Building at Clear Street
At Clear Street, we are upgrading the infrastructure that powers global trading. It’s a part of the financial system that hasn’t seen innovation in decades.
Later this week, we will launch an update to one of our own infrastructure services. We interviewed Tanishq Dubey, who led development of the program, to learn more about the problem, the product, and how he built it.
Q: You’re launching an update to Reference Master next week. What is it? Why is it important?
Reference Master is a program that we use internally to help manage global trading. It basically holds all the information you’d need to trade any instrument in any market around the world. It contains all the instruments sold in every country, the current price, and a bunch of other information that traders need.
It sounds easy — it’s basically just a big dictionary — but the challenge is that every country has its own way of naming stocks.
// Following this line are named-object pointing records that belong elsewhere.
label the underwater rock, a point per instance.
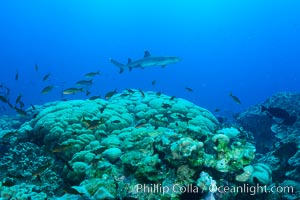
(260, 123)
(135, 137)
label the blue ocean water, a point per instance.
(249, 48)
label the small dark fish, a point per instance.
(102, 109)
(189, 89)
(46, 77)
(110, 94)
(38, 177)
(235, 98)
(275, 112)
(172, 98)
(4, 99)
(22, 105)
(41, 169)
(290, 121)
(69, 166)
(70, 190)
(153, 117)
(84, 83)
(91, 124)
(166, 106)
(124, 95)
(92, 74)
(33, 107)
(116, 121)
(140, 125)
(18, 98)
(72, 90)
(20, 111)
(280, 113)
(94, 97)
(36, 67)
(142, 93)
(130, 91)
(47, 89)
(17, 76)
(3, 108)
(87, 93)
(217, 110)
(61, 148)
(184, 118)
(8, 183)
(9, 134)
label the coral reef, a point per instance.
(105, 149)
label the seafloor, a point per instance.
(147, 145)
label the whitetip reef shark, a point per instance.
(147, 61)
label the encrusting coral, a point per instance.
(134, 138)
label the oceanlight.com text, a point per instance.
(177, 188)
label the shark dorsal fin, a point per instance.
(147, 54)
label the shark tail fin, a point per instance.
(116, 63)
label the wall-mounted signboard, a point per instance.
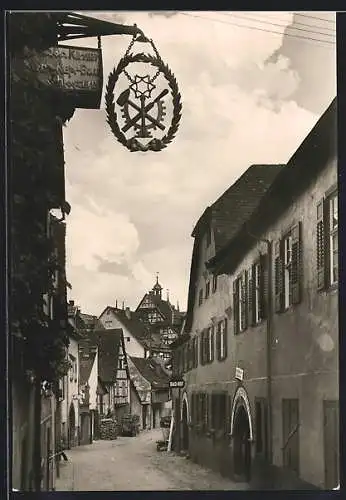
(176, 384)
(76, 71)
(239, 373)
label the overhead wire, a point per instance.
(280, 25)
(306, 38)
(315, 17)
(229, 14)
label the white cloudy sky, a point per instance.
(249, 96)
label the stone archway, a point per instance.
(71, 426)
(242, 434)
(185, 419)
(185, 427)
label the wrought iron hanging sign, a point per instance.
(142, 105)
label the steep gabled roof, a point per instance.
(310, 158)
(108, 342)
(238, 202)
(152, 372)
(227, 214)
(91, 322)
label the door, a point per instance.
(331, 444)
(241, 445)
(144, 415)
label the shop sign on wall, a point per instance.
(75, 70)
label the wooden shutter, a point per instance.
(321, 246)
(236, 318)
(296, 263)
(201, 348)
(264, 286)
(207, 411)
(245, 298)
(218, 341)
(279, 282)
(229, 413)
(212, 343)
(251, 290)
(225, 339)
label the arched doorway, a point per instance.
(185, 427)
(71, 426)
(241, 444)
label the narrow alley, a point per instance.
(133, 464)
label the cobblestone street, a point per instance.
(130, 464)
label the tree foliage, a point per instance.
(36, 161)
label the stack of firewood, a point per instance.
(108, 429)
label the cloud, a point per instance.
(133, 213)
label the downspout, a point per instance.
(269, 338)
(37, 434)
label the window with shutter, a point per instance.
(218, 341)
(201, 347)
(243, 301)
(207, 412)
(251, 296)
(262, 298)
(214, 411)
(225, 339)
(333, 245)
(211, 344)
(278, 276)
(320, 251)
(221, 340)
(287, 271)
(296, 274)
(206, 346)
(236, 318)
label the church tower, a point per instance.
(157, 288)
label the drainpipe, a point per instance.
(269, 345)
(269, 337)
(37, 434)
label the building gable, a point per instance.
(111, 319)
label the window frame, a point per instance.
(240, 296)
(215, 280)
(287, 270)
(332, 231)
(257, 291)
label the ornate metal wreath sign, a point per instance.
(142, 106)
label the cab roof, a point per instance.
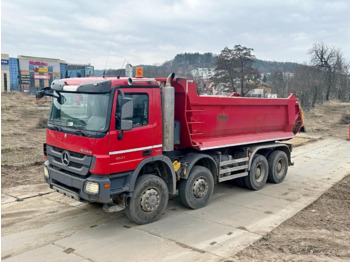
(101, 84)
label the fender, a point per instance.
(166, 160)
(255, 149)
(192, 158)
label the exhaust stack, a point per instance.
(168, 114)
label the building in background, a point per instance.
(5, 73)
(38, 72)
(28, 73)
(14, 75)
(79, 70)
(202, 73)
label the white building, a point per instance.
(203, 73)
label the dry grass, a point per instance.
(327, 119)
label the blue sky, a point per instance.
(152, 32)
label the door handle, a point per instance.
(146, 153)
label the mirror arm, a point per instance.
(120, 92)
(121, 134)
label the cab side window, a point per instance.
(141, 112)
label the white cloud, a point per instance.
(155, 31)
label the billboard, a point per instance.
(41, 77)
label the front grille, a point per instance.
(79, 164)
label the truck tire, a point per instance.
(196, 191)
(278, 166)
(148, 201)
(258, 173)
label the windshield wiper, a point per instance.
(78, 131)
(56, 128)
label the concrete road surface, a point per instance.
(41, 225)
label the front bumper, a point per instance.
(73, 185)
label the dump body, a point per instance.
(210, 122)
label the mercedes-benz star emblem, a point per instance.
(65, 158)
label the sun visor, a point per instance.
(86, 87)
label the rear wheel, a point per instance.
(196, 191)
(149, 200)
(258, 173)
(278, 166)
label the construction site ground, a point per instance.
(280, 222)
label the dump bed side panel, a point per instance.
(209, 122)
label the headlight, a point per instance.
(91, 188)
(46, 172)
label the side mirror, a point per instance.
(126, 125)
(40, 94)
(127, 109)
(46, 91)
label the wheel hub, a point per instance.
(280, 168)
(150, 200)
(259, 173)
(200, 187)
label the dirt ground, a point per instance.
(22, 139)
(23, 133)
(321, 232)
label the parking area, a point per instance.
(41, 225)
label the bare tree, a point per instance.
(234, 66)
(324, 58)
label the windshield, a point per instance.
(80, 111)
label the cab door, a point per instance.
(136, 144)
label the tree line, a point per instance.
(324, 78)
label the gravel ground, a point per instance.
(321, 232)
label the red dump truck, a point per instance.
(128, 143)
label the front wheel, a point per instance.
(149, 200)
(196, 191)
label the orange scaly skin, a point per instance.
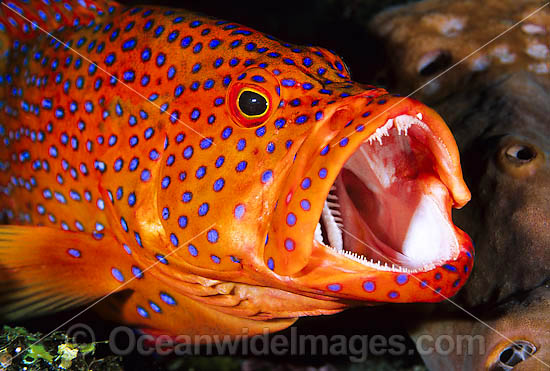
(205, 215)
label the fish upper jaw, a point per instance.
(372, 190)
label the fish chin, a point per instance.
(389, 207)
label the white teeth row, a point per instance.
(333, 230)
(378, 265)
(402, 123)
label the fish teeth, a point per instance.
(333, 232)
(319, 234)
(402, 123)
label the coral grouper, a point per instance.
(218, 177)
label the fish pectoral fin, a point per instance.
(45, 270)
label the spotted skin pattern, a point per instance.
(206, 215)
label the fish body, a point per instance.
(211, 178)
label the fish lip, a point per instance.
(455, 248)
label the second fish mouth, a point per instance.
(389, 207)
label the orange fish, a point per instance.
(214, 177)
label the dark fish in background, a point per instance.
(497, 103)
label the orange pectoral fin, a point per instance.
(44, 270)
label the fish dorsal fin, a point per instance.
(44, 270)
(49, 15)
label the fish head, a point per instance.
(276, 142)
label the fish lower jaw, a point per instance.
(388, 209)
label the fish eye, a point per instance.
(519, 158)
(252, 104)
(520, 153)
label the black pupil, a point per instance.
(525, 154)
(252, 104)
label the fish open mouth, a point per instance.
(389, 206)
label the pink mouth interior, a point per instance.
(392, 205)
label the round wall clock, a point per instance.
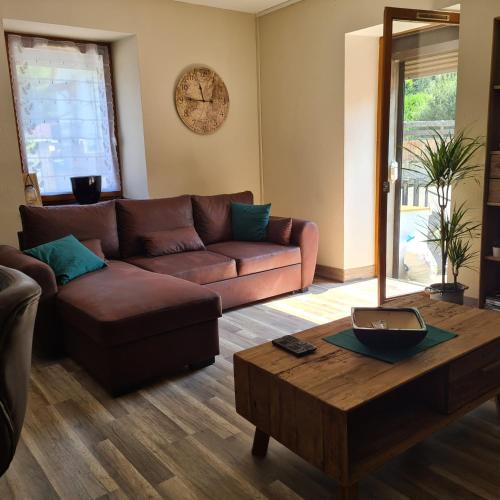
(202, 100)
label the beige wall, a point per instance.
(302, 49)
(360, 149)
(306, 171)
(169, 36)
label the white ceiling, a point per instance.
(251, 6)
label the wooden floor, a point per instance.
(181, 438)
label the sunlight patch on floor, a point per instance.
(322, 304)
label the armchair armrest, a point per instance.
(305, 234)
(35, 269)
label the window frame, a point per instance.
(68, 198)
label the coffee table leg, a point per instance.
(349, 492)
(260, 443)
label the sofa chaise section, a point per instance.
(126, 326)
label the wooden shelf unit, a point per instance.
(490, 270)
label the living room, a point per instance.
(241, 198)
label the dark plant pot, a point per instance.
(450, 293)
(87, 189)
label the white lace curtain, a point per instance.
(64, 107)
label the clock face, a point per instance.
(202, 100)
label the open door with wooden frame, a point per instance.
(417, 97)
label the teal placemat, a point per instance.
(348, 340)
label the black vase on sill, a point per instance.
(86, 189)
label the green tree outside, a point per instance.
(431, 98)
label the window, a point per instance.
(65, 114)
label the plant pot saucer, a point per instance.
(451, 292)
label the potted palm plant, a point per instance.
(447, 161)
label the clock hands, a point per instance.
(201, 92)
(197, 100)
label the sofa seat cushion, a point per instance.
(122, 303)
(200, 266)
(256, 256)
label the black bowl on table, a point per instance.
(388, 327)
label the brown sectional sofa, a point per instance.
(142, 317)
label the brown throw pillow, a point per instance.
(279, 230)
(94, 245)
(181, 239)
(84, 222)
(212, 215)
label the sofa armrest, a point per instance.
(35, 269)
(305, 234)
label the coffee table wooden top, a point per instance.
(346, 380)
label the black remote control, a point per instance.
(295, 346)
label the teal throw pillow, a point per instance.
(249, 222)
(67, 257)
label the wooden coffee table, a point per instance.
(348, 414)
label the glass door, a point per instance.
(418, 82)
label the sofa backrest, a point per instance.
(212, 215)
(85, 222)
(136, 218)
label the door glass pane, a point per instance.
(423, 101)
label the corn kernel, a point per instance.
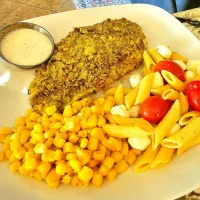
(2, 156)
(31, 164)
(73, 138)
(85, 102)
(108, 162)
(99, 155)
(34, 116)
(68, 147)
(50, 133)
(68, 111)
(40, 148)
(20, 121)
(38, 128)
(59, 141)
(25, 134)
(92, 144)
(5, 131)
(12, 158)
(137, 152)
(29, 111)
(121, 166)
(83, 156)
(101, 100)
(104, 170)
(50, 110)
(130, 158)
(61, 169)
(115, 143)
(83, 143)
(44, 167)
(83, 123)
(70, 156)
(48, 156)
(112, 174)
(124, 150)
(57, 125)
(67, 179)
(101, 121)
(75, 165)
(30, 125)
(8, 153)
(6, 146)
(52, 184)
(108, 152)
(37, 176)
(74, 181)
(108, 145)
(92, 163)
(58, 154)
(23, 171)
(20, 153)
(85, 174)
(15, 166)
(92, 121)
(117, 156)
(49, 142)
(97, 179)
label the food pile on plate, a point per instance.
(96, 139)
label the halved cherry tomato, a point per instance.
(192, 91)
(154, 109)
(172, 67)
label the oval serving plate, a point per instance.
(176, 179)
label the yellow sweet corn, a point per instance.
(97, 179)
(44, 167)
(112, 174)
(85, 174)
(14, 166)
(50, 110)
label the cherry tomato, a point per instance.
(172, 67)
(154, 109)
(192, 91)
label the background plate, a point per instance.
(176, 179)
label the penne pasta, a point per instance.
(144, 88)
(119, 95)
(144, 71)
(140, 122)
(160, 90)
(196, 78)
(112, 91)
(157, 81)
(149, 63)
(163, 157)
(166, 124)
(184, 103)
(127, 131)
(173, 80)
(176, 56)
(144, 161)
(130, 98)
(187, 146)
(184, 136)
(174, 130)
(155, 55)
(170, 94)
(188, 117)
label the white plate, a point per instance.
(176, 179)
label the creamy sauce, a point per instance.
(25, 47)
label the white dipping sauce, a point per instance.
(25, 47)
For example, in the US, Apple trades as AAPL. In London, it trades as OR2V. In Germany, it trades as APC or 4033819. Multiply that times all the instruments on Earth and the problem gets big pretty fast.
Q: This sounds like it would be a fairly common problem in the industry, right?
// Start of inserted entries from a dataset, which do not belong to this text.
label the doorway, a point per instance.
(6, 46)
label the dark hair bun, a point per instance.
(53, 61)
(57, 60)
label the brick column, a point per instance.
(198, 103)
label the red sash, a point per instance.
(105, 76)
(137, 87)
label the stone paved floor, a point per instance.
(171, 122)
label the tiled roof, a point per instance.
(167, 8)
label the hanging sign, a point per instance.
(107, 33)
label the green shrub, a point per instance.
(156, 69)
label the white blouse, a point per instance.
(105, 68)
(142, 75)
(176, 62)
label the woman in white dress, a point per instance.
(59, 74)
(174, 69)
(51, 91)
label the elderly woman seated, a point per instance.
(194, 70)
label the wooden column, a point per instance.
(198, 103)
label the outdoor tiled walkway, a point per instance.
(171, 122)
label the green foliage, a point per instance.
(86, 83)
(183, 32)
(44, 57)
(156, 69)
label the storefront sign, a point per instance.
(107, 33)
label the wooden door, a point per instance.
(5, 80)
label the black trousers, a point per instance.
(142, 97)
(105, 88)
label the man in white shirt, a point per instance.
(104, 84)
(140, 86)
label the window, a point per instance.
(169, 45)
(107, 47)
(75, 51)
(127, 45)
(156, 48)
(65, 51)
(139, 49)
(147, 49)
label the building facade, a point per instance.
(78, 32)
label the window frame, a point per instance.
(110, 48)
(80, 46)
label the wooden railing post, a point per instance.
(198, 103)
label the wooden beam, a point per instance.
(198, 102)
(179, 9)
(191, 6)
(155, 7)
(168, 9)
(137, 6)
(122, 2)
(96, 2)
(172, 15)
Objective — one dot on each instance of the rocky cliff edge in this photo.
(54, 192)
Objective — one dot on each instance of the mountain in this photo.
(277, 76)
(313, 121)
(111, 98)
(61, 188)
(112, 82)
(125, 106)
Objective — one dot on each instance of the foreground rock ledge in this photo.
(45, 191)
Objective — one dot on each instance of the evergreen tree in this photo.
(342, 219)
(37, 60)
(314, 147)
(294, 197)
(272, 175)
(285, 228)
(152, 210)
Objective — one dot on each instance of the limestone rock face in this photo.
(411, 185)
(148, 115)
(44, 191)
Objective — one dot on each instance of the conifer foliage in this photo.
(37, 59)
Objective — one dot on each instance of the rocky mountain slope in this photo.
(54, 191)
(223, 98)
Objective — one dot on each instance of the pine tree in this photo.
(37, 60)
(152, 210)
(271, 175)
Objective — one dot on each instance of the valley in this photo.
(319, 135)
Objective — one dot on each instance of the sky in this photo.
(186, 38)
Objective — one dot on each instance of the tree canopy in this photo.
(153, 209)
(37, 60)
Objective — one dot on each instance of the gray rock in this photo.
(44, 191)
Yes, any company that buys and sells stocks globally experiences this problem.
One of my teammates worked for a large bank before joining Clear Street. They solved this problem manually. They hired about 50 people overseas, who would update the information on every stock, in every market, every day.
There are a number of similar infrastructure problems that banks and system providers have solved with brute force. It’s effective in the short term, but it’s expensive, inefficient, and limiting in the long run. And, as an engineer, it’s incredibly frustrating to work with.
We’re taking a different approach at Clear Street. We’re solving big infrastructure problems elegantly. We’re building for speed, scale, and innovation. We’re building for the future.
Q: How did we solve this problem?
It’s been an iterative process. We’re actually launching the next generation of the system this week. The first version parsed a massive, multi-gig file every night. Whenever we found a missing symbol, it would take a day to fix the problem, which disrupted our operations team.
The new version is a service. When our operations team enters a symbol that doesn’t exist in our system, the program finds the missing symbol, validates it, and updates the system instantly. Operations never even knows the symbol is missing.
Q: That’s quite a generational leap. How do you feel about the progress?
Honestly, it’s made me feel really confident about the software we’re writing.
Let me explain why.
We’re testing the new program now. Whenever the system crashes, it generates an error and alerts the team. Every time there’s been an error, we’ve traced the problem back to a third party with the best data set available on the market, one that comes directly from a major exchange.
In just a few months, we’ve gone from parsing a multi-gig file to building a service that’s identifying errors in our source of truth. That’s progress.
Q: Sounds like it. Let’s switch gears for a second. Did you have experience with the markets, when you started at Clear Street?
No, I didn’t. I had Robinhood on my phone, but that was the extent of my exposure to financial markets. I had no idea these systems existed behind the scenes.
Luckily, we have a great mix of people at Clear Street, who come from different backgrounds. Our operations team has decades of experience building and operating large-scale clearing systems.
It’s helpful to have them build with us. It’s been a huge learning opportunity and a very rewarding experience, overall.